We turn the clock back a notch this week with a review of the 1994 classic Maverick. This came out in the era of 90s action flicks so to have a western poker movie was something different. It’s got some weird bits here and there with some extreme exaggerations, but in the end it’s a decent flick. Click to find out more about this film!
Maverick follows the story of Bret Maverick (Mel Gibson), a smooth talking silver-tongued gambler who is trying to con his way into a Winner Takes All poker tournament. Along the way he befriends a few people including the sexy thief Annabelle Bransford (Jodie Foster) and a law abiding Marshal by the name of Zane Cooper (James Garner). Going through his ups and downs and his twists of luck, Bret must find a way to get into the poker tournament and win with his life intact.
The first thing I noticed in this movie is the amount of cameos from other actors. The cameo that I loved the most is from Mel Gibson’s good friend Danny Glover (Lethal Weapon) who plays an unspecified bank robber. It’s funny seeing Mel and Danny see eye to eye and do a triple take on each other. The best part is that Glover spits out his iconic line that he says in every Lethal Weapon movie. Being a western movie it’s only appropriate to have appearances come from famous western actors James Garner and James Coburn. While this may be a bit of bias, but I really love Alfred Molina and I love it when he gets the role of a villain. Molina is cast perfectly as a villain and it’s his evil glare that really does it for me.
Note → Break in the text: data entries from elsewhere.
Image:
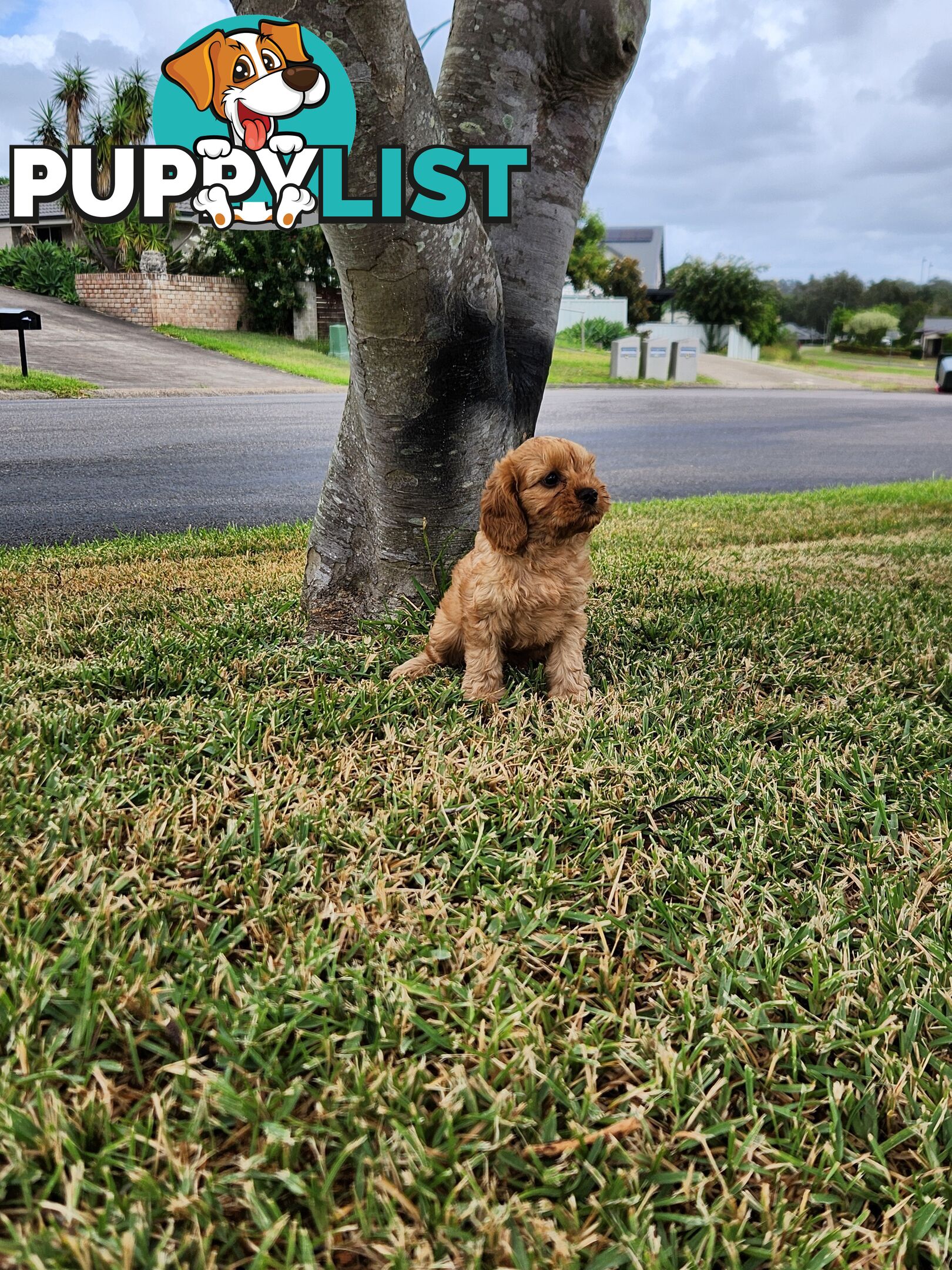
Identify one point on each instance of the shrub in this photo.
(870, 326)
(599, 333)
(43, 268)
(271, 265)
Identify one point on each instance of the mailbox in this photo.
(685, 362)
(626, 359)
(656, 360)
(21, 320)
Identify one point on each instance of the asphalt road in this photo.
(92, 467)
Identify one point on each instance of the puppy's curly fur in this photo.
(519, 594)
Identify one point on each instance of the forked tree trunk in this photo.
(451, 326)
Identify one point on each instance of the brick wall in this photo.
(179, 300)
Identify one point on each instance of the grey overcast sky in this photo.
(805, 135)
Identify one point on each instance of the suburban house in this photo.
(804, 335)
(53, 225)
(645, 244)
(932, 333)
(56, 226)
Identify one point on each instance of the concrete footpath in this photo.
(133, 361)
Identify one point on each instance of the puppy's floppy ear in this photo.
(502, 517)
(192, 69)
(287, 37)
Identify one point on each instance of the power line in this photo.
(432, 32)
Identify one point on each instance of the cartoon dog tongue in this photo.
(256, 128)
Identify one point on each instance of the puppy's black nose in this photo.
(300, 78)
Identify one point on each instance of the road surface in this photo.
(90, 467)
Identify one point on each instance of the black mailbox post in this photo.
(21, 320)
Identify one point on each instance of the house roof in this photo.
(934, 327)
(645, 244)
(49, 211)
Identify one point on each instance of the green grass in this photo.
(299, 357)
(307, 357)
(304, 968)
(42, 382)
(900, 365)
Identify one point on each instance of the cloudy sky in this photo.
(805, 135)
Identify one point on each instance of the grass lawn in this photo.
(299, 357)
(303, 968)
(569, 366)
(42, 382)
(899, 365)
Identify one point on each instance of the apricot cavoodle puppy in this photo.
(519, 594)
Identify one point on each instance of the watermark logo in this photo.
(253, 122)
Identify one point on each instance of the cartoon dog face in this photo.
(250, 78)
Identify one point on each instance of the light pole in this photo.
(582, 315)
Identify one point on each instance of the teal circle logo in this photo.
(260, 84)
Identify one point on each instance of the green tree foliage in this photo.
(123, 243)
(723, 292)
(271, 265)
(810, 304)
(599, 333)
(43, 268)
(122, 117)
(588, 260)
(826, 303)
(870, 326)
(624, 279)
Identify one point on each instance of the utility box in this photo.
(626, 357)
(685, 362)
(339, 346)
(656, 359)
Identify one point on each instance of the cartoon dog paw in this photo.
(213, 148)
(292, 203)
(215, 201)
(286, 143)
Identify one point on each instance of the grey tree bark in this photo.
(451, 326)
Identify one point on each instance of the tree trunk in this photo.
(451, 326)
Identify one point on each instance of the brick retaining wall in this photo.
(179, 300)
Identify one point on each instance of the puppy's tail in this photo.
(418, 666)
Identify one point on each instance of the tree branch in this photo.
(546, 74)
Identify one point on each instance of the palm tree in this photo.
(74, 89)
(121, 117)
(49, 126)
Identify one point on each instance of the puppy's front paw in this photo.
(481, 689)
(292, 205)
(286, 143)
(213, 148)
(569, 694)
(215, 201)
(570, 687)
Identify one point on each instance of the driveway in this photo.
(86, 469)
(126, 359)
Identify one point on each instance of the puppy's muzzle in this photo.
(300, 78)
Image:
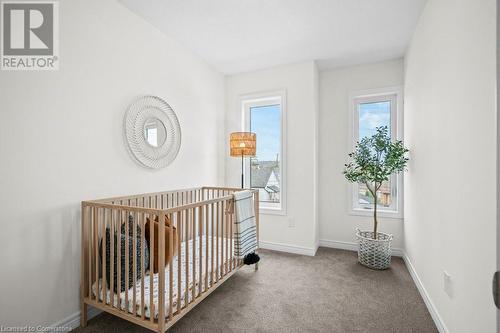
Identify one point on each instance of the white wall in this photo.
(301, 90)
(336, 224)
(450, 187)
(61, 142)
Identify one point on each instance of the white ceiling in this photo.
(242, 35)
The story I found is quite compelling. There are plenty of twists and turns as you’re not quite sure of who’s on whose side. I loved the cocky attitude that Gibson pulls off with Maverick. He is the quintessential lovable jerk because every time you see him scam someone, he’s put back in a situation where he’s needed to come out on top as a hero. Jodie Foster plays her role really well though I thought that near the end of the movie her usefulness to the entire story became needless and boring. Included in the acting mix is legendary Canadian actor Graham Greene who is famous for his work on Royal Canadian Air Farce and The Red Green Show. While some might not agree with his native American character Joseph, the feeling that they were trying to evoke was his comedic and satirical elements rather than a serious role which the end results lead to a very interesting and funny character.
So you’re thinking, this movie is pretty old, is the comedy and story still relevant? I’d say yes. It packs enough humor and clever bits of story to feel unique and fresh even though it’s over a decade old. It balances it’s cheese factor with some high quality acting.